Его вторым аргументом против попытки «материализовать» Царство Божие на земле стал тезис о том, что такая установка безнадежно устарела. Человечество все дальше уходило от примитивной магии, в рамках которой идеи воплощались в физических объектах, и стремилось к более «одухотворенным» формам жизни. Следовательно, религию как ценность необходимо изъять из оборота мирских надежд и чаяний:
«Хилиазмом в истории христианства называется учение или вера в близкое осуществление на земле тысячелетнего Царства Христова. Первоначальное христианство все проникнуто этой верой; все горит хилиастическим энтузиазмом. Та же вера в близкое, полное и осязаемое осуществление нового мирового и жизненного уклада двигала людьми в великую эпоху реформации, и времени великой революции была не чужда эта вера и эта мысль.

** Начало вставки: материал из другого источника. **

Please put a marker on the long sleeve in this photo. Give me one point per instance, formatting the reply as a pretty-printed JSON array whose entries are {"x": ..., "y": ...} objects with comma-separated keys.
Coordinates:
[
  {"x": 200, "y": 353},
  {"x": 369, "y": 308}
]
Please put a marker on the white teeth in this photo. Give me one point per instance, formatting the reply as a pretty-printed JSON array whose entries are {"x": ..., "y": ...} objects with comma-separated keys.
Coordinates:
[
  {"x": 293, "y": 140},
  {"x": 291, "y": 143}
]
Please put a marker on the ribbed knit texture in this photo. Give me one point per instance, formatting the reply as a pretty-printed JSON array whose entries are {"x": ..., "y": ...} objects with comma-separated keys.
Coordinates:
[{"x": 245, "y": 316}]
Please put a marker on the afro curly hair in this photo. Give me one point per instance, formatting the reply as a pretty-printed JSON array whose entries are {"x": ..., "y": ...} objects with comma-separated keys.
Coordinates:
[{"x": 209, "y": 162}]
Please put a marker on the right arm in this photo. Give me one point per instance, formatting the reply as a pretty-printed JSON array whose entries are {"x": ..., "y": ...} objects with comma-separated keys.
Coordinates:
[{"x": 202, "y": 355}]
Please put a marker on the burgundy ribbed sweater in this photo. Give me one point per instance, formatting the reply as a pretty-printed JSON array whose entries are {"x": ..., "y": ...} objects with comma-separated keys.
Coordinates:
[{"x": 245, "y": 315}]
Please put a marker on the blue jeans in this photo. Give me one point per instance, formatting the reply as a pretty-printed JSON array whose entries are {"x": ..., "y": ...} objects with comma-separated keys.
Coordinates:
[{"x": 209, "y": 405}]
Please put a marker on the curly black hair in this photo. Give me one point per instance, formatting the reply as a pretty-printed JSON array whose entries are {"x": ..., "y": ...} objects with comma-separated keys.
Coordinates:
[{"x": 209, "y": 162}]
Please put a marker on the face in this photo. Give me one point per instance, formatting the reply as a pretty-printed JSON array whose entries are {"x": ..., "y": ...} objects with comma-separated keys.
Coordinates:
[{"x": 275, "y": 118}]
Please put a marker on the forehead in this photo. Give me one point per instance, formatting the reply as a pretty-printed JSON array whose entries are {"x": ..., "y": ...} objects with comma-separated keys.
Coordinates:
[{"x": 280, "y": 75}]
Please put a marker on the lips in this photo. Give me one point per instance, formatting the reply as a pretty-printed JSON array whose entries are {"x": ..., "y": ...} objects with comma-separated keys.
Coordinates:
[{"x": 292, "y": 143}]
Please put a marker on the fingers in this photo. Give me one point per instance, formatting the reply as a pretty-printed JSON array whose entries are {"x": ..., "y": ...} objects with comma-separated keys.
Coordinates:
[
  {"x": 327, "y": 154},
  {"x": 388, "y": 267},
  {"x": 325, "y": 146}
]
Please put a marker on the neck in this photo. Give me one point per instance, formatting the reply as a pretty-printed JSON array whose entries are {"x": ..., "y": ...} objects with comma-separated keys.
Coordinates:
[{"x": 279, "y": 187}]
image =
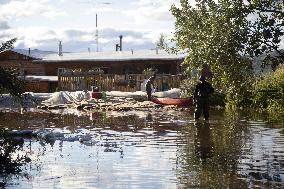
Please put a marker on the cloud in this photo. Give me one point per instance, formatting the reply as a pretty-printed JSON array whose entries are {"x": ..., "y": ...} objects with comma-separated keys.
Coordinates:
[
  {"x": 75, "y": 40},
  {"x": 25, "y": 8},
  {"x": 4, "y": 25},
  {"x": 148, "y": 10}
]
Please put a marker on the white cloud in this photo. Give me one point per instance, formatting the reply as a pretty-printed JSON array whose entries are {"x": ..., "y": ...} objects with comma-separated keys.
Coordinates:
[
  {"x": 148, "y": 10},
  {"x": 25, "y": 8},
  {"x": 77, "y": 39}
]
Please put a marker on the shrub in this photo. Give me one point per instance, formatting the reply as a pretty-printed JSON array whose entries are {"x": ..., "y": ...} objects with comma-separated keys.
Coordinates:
[{"x": 268, "y": 92}]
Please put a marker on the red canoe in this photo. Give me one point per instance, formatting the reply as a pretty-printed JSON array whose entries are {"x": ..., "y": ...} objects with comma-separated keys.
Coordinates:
[{"x": 173, "y": 101}]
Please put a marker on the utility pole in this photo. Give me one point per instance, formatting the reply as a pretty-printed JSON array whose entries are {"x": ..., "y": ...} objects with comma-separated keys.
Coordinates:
[{"x": 97, "y": 33}]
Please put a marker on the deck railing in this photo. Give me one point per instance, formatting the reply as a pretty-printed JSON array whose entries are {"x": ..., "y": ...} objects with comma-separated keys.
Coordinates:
[{"x": 110, "y": 82}]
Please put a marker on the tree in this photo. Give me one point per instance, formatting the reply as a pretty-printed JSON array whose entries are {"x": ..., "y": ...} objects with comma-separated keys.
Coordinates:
[
  {"x": 227, "y": 35},
  {"x": 9, "y": 81}
]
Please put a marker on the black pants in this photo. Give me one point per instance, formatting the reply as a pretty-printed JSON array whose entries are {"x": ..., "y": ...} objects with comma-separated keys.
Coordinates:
[
  {"x": 149, "y": 95},
  {"x": 201, "y": 106}
]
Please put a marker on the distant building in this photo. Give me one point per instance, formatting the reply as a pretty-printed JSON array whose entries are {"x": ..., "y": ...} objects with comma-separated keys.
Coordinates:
[
  {"x": 36, "y": 62},
  {"x": 35, "y": 65}
]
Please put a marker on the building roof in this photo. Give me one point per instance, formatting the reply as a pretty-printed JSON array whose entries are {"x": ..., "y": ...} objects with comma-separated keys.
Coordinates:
[
  {"x": 40, "y": 56},
  {"x": 112, "y": 56}
]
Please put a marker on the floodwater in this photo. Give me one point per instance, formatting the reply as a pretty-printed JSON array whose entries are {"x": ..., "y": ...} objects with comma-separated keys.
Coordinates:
[{"x": 156, "y": 149}]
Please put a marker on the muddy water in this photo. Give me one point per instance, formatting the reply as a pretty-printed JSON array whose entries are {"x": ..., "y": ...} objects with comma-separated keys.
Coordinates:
[{"x": 158, "y": 149}]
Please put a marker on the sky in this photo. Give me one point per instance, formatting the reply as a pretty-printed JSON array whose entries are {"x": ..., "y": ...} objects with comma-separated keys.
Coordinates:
[{"x": 41, "y": 24}]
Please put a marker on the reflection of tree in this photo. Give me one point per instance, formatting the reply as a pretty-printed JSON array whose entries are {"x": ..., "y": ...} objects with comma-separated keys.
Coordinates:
[
  {"x": 10, "y": 158},
  {"x": 210, "y": 157}
]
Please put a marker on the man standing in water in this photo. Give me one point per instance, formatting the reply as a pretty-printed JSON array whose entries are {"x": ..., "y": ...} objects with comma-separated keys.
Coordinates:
[
  {"x": 201, "y": 94},
  {"x": 149, "y": 86}
]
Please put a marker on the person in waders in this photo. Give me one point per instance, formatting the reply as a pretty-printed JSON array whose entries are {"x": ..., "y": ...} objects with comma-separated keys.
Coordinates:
[
  {"x": 149, "y": 86},
  {"x": 201, "y": 95}
]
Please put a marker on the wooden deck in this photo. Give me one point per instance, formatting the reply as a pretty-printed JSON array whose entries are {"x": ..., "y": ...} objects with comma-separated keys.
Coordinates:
[{"x": 110, "y": 82}]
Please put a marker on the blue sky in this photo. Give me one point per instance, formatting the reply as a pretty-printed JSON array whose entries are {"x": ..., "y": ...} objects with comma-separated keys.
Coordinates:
[{"x": 42, "y": 23}]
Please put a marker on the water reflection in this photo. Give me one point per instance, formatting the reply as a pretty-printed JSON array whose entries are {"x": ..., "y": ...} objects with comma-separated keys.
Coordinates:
[
  {"x": 12, "y": 157},
  {"x": 159, "y": 149},
  {"x": 203, "y": 141}
]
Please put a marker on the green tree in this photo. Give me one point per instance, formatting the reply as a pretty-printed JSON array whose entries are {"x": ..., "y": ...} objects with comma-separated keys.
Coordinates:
[
  {"x": 227, "y": 35},
  {"x": 9, "y": 82}
]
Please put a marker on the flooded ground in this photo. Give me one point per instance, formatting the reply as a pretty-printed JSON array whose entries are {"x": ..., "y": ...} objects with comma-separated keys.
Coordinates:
[{"x": 156, "y": 149}]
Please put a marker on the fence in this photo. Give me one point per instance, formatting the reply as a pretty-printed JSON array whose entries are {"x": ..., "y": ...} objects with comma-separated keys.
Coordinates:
[{"x": 109, "y": 82}]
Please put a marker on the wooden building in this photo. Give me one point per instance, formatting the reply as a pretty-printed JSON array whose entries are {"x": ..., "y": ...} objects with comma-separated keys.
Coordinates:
[
  {"x": 36, "y": 62},
  {"x": 48, "y": 63}
]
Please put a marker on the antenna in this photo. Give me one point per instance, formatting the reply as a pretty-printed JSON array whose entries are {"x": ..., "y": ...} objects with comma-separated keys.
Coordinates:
[{"x": 97, "y": 33}]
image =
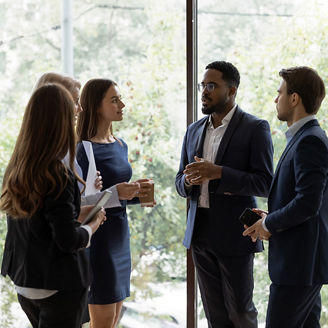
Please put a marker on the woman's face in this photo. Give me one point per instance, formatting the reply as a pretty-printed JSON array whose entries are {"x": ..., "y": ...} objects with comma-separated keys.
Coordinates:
[{"x": 111, "y": 108}]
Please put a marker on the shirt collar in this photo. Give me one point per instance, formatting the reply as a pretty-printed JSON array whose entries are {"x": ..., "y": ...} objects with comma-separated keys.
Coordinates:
[
  {"x": 225, "y": 120},
  {"x": 297, "y": 125}
]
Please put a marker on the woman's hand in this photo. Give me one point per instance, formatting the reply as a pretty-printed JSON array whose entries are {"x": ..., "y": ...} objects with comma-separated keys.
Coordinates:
[
  {"x": 146, "y": 192},
  {"x": 84, "y": 211},
  {"x": 97, "y": 220}
]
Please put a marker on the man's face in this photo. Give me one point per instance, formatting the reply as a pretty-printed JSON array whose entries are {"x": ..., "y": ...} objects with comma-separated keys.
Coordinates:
[
  {"x": 284, "y": 103},
  {"x": 218, "y": 99}
]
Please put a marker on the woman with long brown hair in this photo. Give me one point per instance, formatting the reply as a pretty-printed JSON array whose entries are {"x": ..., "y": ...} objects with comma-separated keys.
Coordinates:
[
  {"x": 120, "y": 191},
  {"x": 44, "y": 251},
  {"x": 110, "y": 247}
]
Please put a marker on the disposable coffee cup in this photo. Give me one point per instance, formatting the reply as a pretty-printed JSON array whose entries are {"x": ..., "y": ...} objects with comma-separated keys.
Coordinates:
[{"x": 148, "y": 200}]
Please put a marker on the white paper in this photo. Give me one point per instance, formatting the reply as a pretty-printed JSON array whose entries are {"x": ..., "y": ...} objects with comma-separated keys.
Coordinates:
[{"x": 92, "y": 171}]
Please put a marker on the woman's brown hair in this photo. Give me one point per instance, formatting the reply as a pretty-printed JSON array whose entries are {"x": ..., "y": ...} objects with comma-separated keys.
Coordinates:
[
  {"x": 35, "y": 168},
  {"x": 73, "y": 86},
  {"x": 91, "y": 98}
]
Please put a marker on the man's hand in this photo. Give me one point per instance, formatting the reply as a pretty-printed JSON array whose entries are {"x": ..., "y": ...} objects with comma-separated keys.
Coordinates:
[
  {"x": 127, "y": 190},
  {"x": 198, "y": 172},
  {"x": 256, "y": 230}
]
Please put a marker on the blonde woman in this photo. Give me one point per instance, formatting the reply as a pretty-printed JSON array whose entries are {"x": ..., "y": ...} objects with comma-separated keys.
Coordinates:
[{"x": 45, "y": 244}]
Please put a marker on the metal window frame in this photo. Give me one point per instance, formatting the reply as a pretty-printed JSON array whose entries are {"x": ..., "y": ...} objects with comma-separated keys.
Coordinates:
[{"x": 191, "y": 112}]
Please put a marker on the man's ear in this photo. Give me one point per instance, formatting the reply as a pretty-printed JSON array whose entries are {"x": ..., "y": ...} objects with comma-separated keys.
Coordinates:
[
  {"x": 295, "y": 98},
  {"x": 232, "y": 91}
]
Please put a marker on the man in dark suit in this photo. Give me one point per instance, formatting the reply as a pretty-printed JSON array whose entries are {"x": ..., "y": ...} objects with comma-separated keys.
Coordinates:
[
  {"x": 297, "y": 223},
  {"x": 226, "y": 160}
]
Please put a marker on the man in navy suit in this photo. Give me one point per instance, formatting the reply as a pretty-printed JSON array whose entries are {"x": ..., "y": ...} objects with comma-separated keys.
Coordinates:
[
  {"x": 297, "y": 223},
  {"x": 226, "y": 160}
]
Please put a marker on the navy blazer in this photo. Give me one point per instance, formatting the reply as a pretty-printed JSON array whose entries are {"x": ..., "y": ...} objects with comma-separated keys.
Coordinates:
[
  {"x": 245, "y": 153},
  {"x": 47, "y": 251},
  {"x": 298, "y": 211}
]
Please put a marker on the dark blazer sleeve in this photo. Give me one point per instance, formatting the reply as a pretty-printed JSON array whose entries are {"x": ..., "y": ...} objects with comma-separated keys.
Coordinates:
[
  {"x": 257, "y": 179},
  {"x": 309, "y": 168},
  {"x": 61, "y": 214}
]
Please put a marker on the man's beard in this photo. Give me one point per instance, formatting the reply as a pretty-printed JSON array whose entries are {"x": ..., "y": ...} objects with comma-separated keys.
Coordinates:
[{"x": 219, "y": 107}]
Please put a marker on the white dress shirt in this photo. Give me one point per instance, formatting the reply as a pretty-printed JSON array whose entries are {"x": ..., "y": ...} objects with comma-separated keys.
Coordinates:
[{"x": 211, "y": 145}]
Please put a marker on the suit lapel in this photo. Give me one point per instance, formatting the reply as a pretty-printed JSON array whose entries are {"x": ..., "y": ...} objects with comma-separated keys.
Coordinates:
[
  {"x": 290, "y": 144},
  {"x": 228, "y": 134},
  {"x": 201, "y": 138}
]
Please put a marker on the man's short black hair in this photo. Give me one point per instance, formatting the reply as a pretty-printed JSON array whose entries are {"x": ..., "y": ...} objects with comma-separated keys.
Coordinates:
[
  {"x": 229, "y": 72},
  {"x": 307, "y": 83}
]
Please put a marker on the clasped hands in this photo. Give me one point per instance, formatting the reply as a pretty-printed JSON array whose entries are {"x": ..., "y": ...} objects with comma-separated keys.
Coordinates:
[
  {"x": 198, "y": 172},
  {"x": 256, "y": 231}
]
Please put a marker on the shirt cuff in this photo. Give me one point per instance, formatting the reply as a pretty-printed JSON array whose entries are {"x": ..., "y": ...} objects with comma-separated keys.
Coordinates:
[
  {"x": 89, "y": 230},
  {"x": 264, "y": 225}
]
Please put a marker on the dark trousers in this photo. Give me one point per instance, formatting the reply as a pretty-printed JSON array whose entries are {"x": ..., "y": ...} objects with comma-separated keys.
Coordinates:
[
  {"x": 61, "y": 310},
  {"x": 225, "y": 282},
  {"x": 294, "y": 307}
]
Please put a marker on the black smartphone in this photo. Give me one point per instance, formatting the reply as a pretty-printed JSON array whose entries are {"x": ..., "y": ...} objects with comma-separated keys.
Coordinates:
[{"x": 249, "y": 217}]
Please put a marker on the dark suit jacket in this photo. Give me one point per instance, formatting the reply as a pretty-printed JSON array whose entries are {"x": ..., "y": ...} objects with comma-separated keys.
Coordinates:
[
  {"x": 298, "y": 207},
  {"x": 47, "y": 250},
  {"x": 245, "y": 153}
]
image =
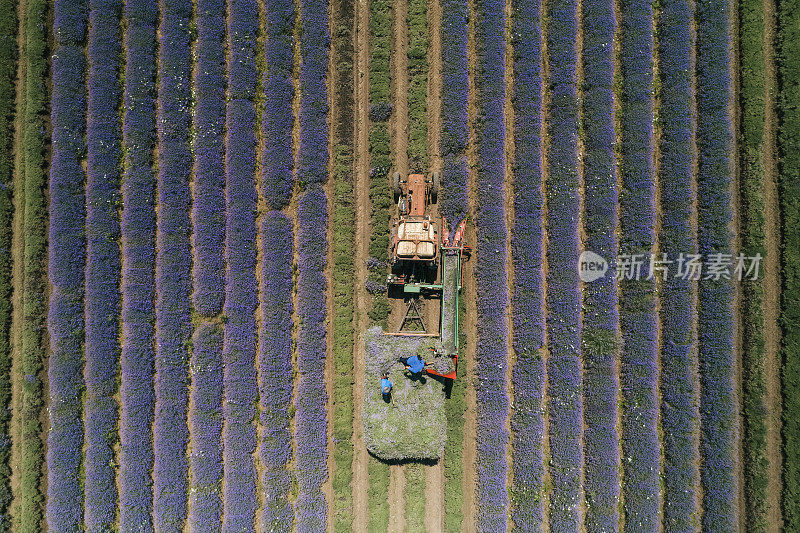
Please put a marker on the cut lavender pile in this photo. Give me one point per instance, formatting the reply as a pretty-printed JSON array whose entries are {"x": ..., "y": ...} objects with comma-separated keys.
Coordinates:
[{"x": 411, "y": 426}]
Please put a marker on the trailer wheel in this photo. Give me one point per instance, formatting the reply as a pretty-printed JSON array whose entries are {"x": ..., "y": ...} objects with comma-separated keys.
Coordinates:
[{"x": 396, "y": 185}]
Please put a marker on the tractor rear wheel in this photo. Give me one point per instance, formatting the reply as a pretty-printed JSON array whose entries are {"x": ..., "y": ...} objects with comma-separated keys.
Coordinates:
[{"x": 396, "y": 185}]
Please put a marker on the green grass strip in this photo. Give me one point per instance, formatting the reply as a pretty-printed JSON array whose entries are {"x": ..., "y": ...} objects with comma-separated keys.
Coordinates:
[
  {"x": 415, "y": 498},
  {"x": 377, "y": 496},
  {"x": 8, "y": 67},
  {"x": 343, "y": 266},
  {"x": 789, "y": 191},
  {"x": 418, "y": 85},
  {"x": 454, "y": 408},
  {"x": 28, "y": 515},
  {"x": 751, "y": 42},
  {"x": 381, "y": 160}
]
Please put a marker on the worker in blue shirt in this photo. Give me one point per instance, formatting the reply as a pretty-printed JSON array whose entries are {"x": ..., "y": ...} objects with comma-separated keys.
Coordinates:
[
  {"x": 386, "y": 385},
  {"x": 414, "y": 364}
]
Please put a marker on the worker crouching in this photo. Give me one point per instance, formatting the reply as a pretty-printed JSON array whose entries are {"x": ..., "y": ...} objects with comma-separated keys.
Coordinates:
[{"x": 415, "y": 365}]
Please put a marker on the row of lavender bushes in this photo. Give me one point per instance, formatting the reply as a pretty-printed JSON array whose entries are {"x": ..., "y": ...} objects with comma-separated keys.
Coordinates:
[
  {"x": 599, "y": 334},
  {"x": 241, "y": 297},
  {"x": 715, "y": 175},
  {"x": 277, "y": 237},
  {"x": 311, "y": 421},
  {"x": 138, "y": 268},
  {"x": 563, "y": 302},
  {"x": 66, "y": 265},
  {"x": 527, "y": 249},
  {"x": 208, "y": 270},
  {"x": 640, "y": 446},
  {"x": 679, "y": 416},
  {"x": 173, "y": 267},
  {"x": 103, "y": 262},
  {"x": 490, "y": 271},
  {"x": 453, "y": 205}
]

Христианство до сих пор не может внутренне переработать своего “хилиазма”. До сих пор именно около него кружится, страждет, борется с собой философствующая христианская мысль. В особенности верно это относительно русской философии христианства, “богоматериализма” Владимира Соловьева и его учеников, ожидающих “преображения космоса”. Теперь для современного христианского хилиазма существен, конечно, не вопрос о близости, не вопрос о сроке, а существо дела, вопрос о материализации Царства Божия в мировом и историческом процессе.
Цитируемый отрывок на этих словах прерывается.